Now the 27-year-old girl from Edmonton will get another chance to play with the boys.
Szabados signed a contract to tend goal for the Southern Professional Hockey League’s Columbus Cottonmouths. She will be the first female player to skate on the same ice as the men in the league which has been around for ten years.
The backstop took to Twitter to announce the news.
— Shannon Szabados (@ShannonSzabados) March 7, 2014
This isn’t the first time that Szabados has shared the same ice as the men. She has played with men in various Junior Leagues and in the Western League. She also served as goaltender for five years in Alberta’s Men’s College team where she set a record in the 2012-2013 season for the lowest goals-against average. In addition, she tried out for the Edmonton Oilers just last week because they were down a goaltender.
Cottonmouth head coach Jerome Bechard feels confident in her ability, “I am very excited to get a world class athlete that has competed and has faced, high pressured situations. Shannon has won at every level she has played, in women’s hockey or men’s hockey.” He added, “She won a championship with NATI last year alongside Andy Willigar and Jordan Draper so I know she can compete at this level. We are working on her immigration, and we are looking to sign her officially Thursday, where she will be backing up Loewen. She will play when she feels comfortable and situated.”

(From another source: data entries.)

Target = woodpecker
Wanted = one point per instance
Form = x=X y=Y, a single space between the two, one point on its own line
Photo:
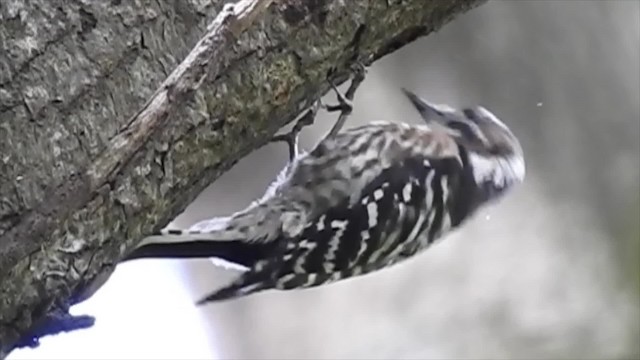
x=363 y=199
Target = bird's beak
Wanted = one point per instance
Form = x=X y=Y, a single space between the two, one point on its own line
x=430 y=113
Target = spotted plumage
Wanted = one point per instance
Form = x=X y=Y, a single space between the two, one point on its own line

Szabados isn’t the first female to play on a men’s team. Manon Rheaume made it to an exhibition game for the Tampa Bay Lightning in the early 1990s. However, no female has ever played a regular season game for an NHL team. Szabados’ Team Canada Coach Kevin Dineen has all the faith in the world that the backstop can compete in the SPHL, “I think she’s going to do just fine in that environment. I don’t think this is one of those gimmicky things, although I’d be naive to think that wasn’t on the owner’s mind. She can play. She’ll be more than up to the task.”